The content of the rubbery polymer component in component (A) is 3 to 60% by weight, preferably 5 to 40% by weight.

If the content is less than 3% by weight, the desired impact resistance cannot be obtained, while if it exceeds 60% by weight, flame retardancy and practical moldability will deteriorate, which is undesirable.

In addition, the ratio (graph) in component (A) is 15 to 180% by weight, preferably 30 to 150% by weight, and the kraft ratio is 15% by weight.
If it is less than 120% by weight, the impact resistance will decrease, while if it exceeds 120% by weight, the surface gloss of the molded article will tend to decrease and the heat resistance will tend to decrease, which is not preferable.

Furthermore, the intrinsic viscosity of the methyl ethyl ketone soluble component in component (A) is preferably from 0.3 to 0.8/g, more preferably from 0.35 to 0.7/g.

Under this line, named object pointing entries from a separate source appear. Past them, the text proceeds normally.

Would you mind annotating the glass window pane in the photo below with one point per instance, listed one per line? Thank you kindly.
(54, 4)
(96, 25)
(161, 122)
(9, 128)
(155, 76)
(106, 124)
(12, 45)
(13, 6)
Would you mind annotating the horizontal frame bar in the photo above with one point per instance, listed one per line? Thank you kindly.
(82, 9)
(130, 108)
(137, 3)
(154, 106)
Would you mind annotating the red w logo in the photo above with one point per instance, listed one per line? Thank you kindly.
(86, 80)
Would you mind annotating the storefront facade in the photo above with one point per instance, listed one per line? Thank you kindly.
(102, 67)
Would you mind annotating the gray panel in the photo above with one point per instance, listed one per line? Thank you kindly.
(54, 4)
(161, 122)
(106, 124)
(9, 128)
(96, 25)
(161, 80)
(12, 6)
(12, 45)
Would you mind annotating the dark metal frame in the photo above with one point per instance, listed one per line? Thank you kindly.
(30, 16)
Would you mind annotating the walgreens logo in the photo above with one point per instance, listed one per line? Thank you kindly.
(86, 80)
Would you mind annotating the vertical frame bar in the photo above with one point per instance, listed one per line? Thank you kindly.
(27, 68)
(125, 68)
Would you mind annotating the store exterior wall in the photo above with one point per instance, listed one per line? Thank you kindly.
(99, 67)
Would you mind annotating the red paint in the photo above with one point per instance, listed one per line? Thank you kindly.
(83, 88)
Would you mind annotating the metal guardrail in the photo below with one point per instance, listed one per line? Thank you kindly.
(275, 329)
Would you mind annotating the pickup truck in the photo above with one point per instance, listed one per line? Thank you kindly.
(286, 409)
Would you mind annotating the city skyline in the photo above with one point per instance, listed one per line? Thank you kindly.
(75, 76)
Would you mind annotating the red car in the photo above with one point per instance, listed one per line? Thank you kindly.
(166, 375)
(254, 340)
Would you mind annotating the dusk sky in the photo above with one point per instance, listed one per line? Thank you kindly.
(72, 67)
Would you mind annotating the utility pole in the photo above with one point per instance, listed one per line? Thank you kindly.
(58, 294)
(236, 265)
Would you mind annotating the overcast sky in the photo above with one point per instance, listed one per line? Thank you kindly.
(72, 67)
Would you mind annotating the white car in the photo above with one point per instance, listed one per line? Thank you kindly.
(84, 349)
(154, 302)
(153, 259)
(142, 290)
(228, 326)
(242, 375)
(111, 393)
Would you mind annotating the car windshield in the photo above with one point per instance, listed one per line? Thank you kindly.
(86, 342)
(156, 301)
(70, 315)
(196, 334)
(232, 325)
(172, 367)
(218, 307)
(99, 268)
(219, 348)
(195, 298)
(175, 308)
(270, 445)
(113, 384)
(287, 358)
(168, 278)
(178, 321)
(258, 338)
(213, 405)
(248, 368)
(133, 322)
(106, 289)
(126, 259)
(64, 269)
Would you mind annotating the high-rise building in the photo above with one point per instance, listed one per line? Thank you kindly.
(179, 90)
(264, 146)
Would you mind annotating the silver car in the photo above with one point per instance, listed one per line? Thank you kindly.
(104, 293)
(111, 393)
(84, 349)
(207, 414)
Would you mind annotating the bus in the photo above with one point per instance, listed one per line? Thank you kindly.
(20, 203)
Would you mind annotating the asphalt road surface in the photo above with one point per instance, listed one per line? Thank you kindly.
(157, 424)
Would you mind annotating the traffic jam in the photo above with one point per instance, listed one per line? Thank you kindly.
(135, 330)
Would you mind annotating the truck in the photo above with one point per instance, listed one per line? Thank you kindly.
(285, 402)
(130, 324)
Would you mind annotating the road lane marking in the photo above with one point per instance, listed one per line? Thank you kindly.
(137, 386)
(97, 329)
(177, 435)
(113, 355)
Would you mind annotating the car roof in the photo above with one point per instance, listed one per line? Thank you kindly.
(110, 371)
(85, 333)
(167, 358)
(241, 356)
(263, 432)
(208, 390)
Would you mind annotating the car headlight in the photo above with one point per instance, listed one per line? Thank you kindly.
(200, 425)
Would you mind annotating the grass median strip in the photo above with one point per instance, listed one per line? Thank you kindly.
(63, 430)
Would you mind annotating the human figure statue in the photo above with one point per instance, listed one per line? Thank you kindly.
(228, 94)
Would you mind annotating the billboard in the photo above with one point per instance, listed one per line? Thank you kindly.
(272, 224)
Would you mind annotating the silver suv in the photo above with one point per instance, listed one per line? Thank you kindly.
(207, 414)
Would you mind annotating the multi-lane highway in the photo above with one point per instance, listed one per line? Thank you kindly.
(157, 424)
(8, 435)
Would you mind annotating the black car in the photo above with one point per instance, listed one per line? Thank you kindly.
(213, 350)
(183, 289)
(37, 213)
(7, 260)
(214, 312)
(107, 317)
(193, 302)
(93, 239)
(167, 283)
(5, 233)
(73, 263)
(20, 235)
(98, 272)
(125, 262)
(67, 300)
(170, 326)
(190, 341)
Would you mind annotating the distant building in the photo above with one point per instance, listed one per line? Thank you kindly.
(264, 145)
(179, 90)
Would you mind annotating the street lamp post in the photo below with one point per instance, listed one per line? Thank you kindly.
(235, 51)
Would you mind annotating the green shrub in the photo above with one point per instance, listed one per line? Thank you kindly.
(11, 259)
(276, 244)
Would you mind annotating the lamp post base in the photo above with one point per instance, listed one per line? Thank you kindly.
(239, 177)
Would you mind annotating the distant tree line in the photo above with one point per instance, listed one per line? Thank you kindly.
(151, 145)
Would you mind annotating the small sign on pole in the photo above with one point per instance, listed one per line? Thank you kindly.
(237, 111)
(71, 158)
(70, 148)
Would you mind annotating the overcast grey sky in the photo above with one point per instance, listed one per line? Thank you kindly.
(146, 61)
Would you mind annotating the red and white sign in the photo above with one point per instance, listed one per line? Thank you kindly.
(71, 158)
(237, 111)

Within this range, a flame-retardant resin composition with a good balance between impact resistance and practical moldability can be obtained.

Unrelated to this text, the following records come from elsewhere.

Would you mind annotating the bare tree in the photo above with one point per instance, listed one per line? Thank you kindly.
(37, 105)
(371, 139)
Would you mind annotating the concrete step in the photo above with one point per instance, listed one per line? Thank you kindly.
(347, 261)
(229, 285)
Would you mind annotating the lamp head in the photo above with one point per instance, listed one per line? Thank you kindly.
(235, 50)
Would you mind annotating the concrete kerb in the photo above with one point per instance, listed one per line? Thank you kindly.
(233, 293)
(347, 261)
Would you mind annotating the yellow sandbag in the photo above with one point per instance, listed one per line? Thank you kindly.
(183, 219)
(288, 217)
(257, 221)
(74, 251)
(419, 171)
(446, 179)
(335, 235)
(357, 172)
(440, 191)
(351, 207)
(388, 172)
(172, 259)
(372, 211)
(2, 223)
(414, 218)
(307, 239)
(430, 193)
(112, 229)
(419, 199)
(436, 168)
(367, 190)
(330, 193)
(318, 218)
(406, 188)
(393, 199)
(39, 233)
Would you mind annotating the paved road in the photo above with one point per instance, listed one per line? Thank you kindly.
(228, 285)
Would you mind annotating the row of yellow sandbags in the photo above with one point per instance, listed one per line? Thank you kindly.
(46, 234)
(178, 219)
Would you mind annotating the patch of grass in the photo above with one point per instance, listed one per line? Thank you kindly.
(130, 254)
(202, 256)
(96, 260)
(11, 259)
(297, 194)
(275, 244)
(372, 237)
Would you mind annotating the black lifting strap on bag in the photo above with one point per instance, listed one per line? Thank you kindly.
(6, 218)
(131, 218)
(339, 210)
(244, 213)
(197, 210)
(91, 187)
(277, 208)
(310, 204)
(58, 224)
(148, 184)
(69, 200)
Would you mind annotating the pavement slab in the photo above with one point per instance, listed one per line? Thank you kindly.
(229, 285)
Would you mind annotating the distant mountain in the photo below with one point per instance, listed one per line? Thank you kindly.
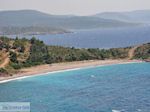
(142, 16)
(32, 18)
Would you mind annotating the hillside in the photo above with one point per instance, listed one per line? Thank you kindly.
(19, 53)
(12, 21)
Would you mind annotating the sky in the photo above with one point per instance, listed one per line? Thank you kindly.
(75, 7)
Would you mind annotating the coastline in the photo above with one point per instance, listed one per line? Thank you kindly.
(62, 67)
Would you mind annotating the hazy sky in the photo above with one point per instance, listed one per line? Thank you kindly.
(77, 7)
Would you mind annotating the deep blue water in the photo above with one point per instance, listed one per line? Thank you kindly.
(125, 88)
(100, 38)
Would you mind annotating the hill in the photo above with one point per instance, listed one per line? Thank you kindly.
(11, 20)
(19, 53)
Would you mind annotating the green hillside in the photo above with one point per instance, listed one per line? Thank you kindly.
(19, 53)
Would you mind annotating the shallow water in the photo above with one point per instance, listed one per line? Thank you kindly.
(115, 88)
(99, 38)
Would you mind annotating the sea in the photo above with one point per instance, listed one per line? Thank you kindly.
(97, 38)
(112, 88)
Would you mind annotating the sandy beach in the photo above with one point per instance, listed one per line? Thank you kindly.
(43, 69)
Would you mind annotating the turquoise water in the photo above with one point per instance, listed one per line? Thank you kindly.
(124, 88)
(99, 38)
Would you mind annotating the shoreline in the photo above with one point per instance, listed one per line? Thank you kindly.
(62, 67)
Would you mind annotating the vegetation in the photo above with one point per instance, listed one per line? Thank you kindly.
(143, 52)
(27, 53)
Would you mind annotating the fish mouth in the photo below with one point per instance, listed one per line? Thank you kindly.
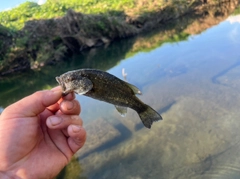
(59, 80)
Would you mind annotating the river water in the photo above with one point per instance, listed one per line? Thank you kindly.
(189, 72)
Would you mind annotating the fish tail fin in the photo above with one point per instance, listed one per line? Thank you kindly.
(149, 116)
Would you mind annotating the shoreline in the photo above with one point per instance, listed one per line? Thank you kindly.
(45, 42)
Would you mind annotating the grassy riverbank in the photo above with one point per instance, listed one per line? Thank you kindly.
(32, 36)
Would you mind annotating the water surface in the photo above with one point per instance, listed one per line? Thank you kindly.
(189, 72)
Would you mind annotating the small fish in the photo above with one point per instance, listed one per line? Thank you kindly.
(106, 87)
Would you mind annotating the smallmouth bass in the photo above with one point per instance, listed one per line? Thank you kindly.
(103, 86)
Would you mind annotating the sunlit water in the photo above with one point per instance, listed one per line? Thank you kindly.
(195, 86)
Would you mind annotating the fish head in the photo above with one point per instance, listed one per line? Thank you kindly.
(74, 82)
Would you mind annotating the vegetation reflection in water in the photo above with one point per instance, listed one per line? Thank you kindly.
(193, 83)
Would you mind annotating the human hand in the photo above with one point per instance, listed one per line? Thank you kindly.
(39, 134)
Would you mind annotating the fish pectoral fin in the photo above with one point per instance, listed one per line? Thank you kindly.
(134, 88)
(122, 110)
(84, 85)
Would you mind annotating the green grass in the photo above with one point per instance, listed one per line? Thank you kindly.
(16, 17)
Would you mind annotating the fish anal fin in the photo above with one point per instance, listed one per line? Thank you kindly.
(122, 110)
(134, 88)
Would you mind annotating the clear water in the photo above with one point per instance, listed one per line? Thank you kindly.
(193, 82)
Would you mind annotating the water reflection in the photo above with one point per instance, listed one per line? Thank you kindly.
(192, 80)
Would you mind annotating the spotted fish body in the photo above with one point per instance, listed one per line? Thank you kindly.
(103, 86)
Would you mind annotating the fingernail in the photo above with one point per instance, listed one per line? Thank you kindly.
(56, 89)
(76, 128)
(70, 105)
(55, 120)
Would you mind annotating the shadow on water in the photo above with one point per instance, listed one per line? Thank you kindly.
(125, 133)
(162, 110)
(71, 171)
(17, 86)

As a method for producing component (A), known methods such as emulsion polymerization, suspension polymerization, solution polymerization, and bulk polymerization may be used.

At this time, the intrinsic viscosity of the methyl ethyl ketone soluble component can be adjusted by appropriately selecting the type and amount of the molecular weight regulator during polymerization. In addition, regarding the graft rate,
It is possible to adjust the molecular weight by appropriately selecting the type and amount of the molecular weight regulator, as well as the time for adding the monomer component (monomer mixture) to the polymerization system.

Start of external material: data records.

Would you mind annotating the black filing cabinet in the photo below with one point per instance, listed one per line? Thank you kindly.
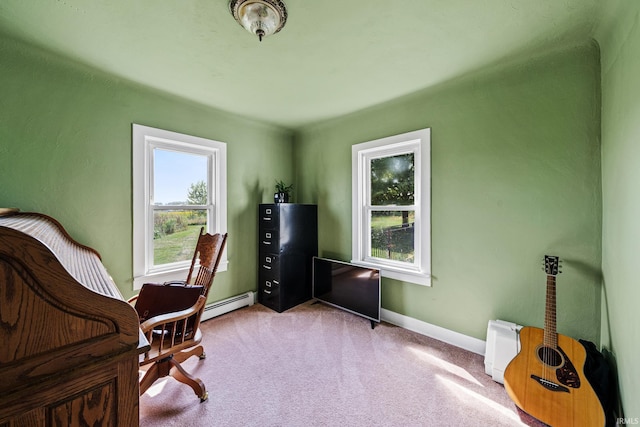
(288, 234)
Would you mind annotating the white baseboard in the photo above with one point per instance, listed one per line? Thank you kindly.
(450, 337)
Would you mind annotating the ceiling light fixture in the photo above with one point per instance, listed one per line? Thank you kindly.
(259, 17)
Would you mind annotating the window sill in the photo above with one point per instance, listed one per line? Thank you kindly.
(170, 275)
(416, 277)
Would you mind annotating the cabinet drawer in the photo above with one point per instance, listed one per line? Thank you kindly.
(270, 298)
(269, 264)
(269, 241)
(269, 283)
(269, 216)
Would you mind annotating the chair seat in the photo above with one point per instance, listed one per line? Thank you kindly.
(155, 353)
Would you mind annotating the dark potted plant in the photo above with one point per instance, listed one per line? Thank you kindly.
(282, 192)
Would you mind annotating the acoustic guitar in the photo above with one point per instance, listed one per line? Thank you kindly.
(546, 378)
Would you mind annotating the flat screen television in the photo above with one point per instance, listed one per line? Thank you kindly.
(347, 286)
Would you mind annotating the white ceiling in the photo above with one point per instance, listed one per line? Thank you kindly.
(333, 56)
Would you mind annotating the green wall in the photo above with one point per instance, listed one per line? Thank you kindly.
(620, 46)
(515, 175)
(65, 150)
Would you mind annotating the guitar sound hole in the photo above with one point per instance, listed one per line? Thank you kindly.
(550, 356)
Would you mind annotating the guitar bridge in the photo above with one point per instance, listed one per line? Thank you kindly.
(549, 385)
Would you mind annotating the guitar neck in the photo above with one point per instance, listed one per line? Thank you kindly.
(550, 333)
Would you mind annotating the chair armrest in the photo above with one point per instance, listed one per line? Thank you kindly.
(163, 319)
(133, 300)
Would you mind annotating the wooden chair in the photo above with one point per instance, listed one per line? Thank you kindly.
(176, 336)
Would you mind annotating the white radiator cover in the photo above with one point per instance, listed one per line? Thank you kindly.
(226, 305)
(503, 344)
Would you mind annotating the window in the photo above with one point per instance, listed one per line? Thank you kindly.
(179, 186)
(391, 206)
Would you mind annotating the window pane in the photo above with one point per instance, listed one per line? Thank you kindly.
(175, 234)
(392, 180)
(179, 178)
(392, 235)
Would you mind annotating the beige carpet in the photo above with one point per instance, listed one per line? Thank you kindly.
(315, 365)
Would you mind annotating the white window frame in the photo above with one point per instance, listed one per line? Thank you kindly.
(145, 139)
(419, 143)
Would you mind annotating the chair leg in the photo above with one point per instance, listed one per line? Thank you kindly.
(178, 372)
(171, 366)
(184, 355)
(155, 372)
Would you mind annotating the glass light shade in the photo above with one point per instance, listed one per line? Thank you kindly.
(259, 17)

Component (B) Component (B) is a halogen-containing compound represented by the above general formula (I).

The halogen-containing compound preferably has a softening point of 112 to 17.
The temperature is 0°C, more preferably 112°C to 150°C, and the preferred weight average molecular weight is 500° to 6°000, still more preferably 1,200 to 4,000.

As for component (B), preferably R1 and R2 in general formula (I) are -CH2-CH-CH2, \1H, and X and Y are bromine atoms.

For a general explanation of the halogen-containing compound (B) represented by the general formula (I), see, for example, JP-A-61-24
This is described in detail in Japanese Patent No. 1322 and the like.

When the softening point of component (B) is 112°C or higher, it is easy to obtain a product with excellent heat resistance, while when it is 117°C or lower, a product with excellent impact resistance is easily obtained.

In addition, when the weight average molecular weight of component (B) is 500 or more,
It is easy to obtain a product with excellent thermal stability during molding processing, and on the other hand, when it exceeds 6,000, the dispersibility in the resin component becomes good and it is easy to obtain a product with excellent impact resistance strength.

Furthermore, if the bromine atom and/or chlorine atom content of component (B) is less than 45% by weight, a large amount is required to obtain the desired flame retardance, and impact strength inevitably decreases. On the other hand, if it exceeds 60% by weight, the thermal stability and light resistance during molding will decrease.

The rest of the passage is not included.